Nearly 20 years ago, we set out to help the church in North America be the hands and feet of Jesus by serving the poorest of the poor. 600 million people in the world live on less than $2 a day. 884 million people lack access to safe drinking water.
For all practical purposes, these statistics refer to the same people; around the world, communities are trapped in debilitating poverty because they constantly suffer from water-related diseases and parasites, and/or because they spend long stretches of their time carrying water over long distances.
In response to this need, we implement participatory, community-based water solutions in developing countries. Since we started, we’ve completed water projects for 7,000 communities in 26 countries.
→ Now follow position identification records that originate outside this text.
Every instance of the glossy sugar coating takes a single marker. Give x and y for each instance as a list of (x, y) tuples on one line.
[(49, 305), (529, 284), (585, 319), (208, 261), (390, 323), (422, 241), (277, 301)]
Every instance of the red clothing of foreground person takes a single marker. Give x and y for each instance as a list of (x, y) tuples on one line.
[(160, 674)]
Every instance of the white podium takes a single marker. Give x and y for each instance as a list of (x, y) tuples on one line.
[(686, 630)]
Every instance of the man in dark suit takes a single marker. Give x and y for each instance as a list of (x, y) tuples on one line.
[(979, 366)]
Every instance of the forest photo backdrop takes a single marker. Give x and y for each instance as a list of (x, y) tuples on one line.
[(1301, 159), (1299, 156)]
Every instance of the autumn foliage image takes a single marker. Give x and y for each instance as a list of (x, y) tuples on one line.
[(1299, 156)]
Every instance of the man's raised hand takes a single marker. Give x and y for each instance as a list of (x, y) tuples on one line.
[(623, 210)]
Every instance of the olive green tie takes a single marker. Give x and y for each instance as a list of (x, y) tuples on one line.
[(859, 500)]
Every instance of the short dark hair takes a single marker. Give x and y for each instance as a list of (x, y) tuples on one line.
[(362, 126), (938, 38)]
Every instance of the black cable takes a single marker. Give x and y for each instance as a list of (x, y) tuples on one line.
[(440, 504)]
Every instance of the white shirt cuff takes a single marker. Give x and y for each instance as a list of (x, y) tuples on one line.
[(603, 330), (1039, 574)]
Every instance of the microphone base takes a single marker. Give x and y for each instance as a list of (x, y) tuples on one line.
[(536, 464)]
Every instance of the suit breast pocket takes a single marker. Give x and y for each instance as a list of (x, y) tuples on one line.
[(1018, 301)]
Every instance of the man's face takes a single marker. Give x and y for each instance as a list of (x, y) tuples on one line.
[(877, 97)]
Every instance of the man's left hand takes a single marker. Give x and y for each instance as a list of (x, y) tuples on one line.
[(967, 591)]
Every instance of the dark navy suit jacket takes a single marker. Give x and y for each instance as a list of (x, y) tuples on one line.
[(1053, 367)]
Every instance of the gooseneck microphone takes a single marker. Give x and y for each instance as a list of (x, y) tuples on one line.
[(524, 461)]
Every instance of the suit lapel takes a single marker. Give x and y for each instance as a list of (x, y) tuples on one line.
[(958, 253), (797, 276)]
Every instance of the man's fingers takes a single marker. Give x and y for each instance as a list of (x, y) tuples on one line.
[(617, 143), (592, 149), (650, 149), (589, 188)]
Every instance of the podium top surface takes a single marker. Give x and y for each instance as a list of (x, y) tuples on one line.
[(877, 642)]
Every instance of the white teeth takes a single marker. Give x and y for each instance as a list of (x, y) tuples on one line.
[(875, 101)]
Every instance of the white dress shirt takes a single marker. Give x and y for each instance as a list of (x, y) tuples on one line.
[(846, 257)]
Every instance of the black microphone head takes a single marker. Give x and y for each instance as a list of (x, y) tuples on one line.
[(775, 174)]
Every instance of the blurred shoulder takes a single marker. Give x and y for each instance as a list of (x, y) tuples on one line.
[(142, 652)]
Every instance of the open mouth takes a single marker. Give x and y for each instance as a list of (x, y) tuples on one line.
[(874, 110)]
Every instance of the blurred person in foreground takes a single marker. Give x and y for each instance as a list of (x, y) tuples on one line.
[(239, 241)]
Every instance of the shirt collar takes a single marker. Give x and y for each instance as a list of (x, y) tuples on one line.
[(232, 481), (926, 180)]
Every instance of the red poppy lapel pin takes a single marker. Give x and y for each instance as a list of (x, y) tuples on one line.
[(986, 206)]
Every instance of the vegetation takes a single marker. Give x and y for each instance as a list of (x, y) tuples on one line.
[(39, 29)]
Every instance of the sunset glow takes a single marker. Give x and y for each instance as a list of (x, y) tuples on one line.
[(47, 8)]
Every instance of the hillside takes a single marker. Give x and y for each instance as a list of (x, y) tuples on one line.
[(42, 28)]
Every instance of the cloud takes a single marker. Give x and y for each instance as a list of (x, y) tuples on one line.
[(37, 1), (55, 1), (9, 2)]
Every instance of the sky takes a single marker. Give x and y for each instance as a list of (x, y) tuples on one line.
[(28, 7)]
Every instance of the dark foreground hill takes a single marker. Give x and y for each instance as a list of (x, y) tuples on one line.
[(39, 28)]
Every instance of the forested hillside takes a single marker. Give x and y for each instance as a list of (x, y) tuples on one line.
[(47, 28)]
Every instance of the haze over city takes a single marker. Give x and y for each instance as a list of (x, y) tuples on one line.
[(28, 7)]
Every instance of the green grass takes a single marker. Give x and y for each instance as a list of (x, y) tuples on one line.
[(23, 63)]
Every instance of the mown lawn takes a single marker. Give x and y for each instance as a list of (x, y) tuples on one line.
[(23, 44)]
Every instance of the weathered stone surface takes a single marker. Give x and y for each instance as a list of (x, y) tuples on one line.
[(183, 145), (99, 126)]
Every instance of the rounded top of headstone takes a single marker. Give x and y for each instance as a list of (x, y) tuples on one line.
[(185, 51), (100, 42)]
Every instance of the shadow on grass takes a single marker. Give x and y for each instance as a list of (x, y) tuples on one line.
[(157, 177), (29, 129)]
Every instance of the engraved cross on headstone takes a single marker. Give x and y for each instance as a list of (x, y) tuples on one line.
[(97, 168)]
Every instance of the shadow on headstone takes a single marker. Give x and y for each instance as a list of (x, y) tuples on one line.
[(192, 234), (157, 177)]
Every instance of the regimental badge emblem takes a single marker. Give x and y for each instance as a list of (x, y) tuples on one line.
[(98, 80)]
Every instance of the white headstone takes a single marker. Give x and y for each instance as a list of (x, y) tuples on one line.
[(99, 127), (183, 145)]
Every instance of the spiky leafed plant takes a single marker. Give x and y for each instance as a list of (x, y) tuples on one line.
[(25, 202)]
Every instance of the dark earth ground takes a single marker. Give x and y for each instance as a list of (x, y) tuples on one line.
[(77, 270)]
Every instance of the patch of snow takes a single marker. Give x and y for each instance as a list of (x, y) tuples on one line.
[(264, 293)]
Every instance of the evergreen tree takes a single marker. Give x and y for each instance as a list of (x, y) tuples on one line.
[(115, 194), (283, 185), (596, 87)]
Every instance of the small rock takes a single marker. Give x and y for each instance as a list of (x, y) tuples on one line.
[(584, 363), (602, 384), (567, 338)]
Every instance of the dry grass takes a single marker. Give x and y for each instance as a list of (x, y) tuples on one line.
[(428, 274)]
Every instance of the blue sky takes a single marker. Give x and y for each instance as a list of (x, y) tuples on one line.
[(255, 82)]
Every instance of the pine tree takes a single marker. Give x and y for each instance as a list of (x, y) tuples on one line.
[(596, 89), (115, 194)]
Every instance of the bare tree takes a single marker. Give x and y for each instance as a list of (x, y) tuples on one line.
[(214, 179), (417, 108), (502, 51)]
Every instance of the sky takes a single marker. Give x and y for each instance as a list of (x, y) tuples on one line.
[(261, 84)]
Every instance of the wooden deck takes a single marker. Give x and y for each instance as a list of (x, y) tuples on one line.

It all began in 1990, when a group from Houston, Texas traveled to Kenya and saw the desperate need for clean drinking water. They returned to Houston and founded a 501(c)3 non-profit. The fledgling organization equipped and trained a team of Kenyan drillers, and LWI Kenya began operations the next year under the direction of a national board.
That pattern continues today; we train, consult, and equip local people to implement solutions in their own countries.
Remembering the life-changing nature of that first trip in 1990, we also lead hundreds of volunteers on mission trips each year, working with local communities, under the leadership of nationals, to implement water projects. It’s hard to know which lives are changed more—those “serving” or those “being served.”
Our training programs in shallow well drilling, pump repair, and hygiene education have equipped thousands of volunteers and professionals in the basics of integrated water solutions since 1997.
Living Water International exists to demonstrate the love of God by helping communities acquire desperately needed clean water.
Burkina Faso is one of our newest country programs. Our implementing partner is working primarily in and around Dano with the indigenous Dagara people. With the help of our donors around the world, the Burkina Faso program will provide clean, safe water to thousands of people for years to come.
A well is being repaired and restored for a community.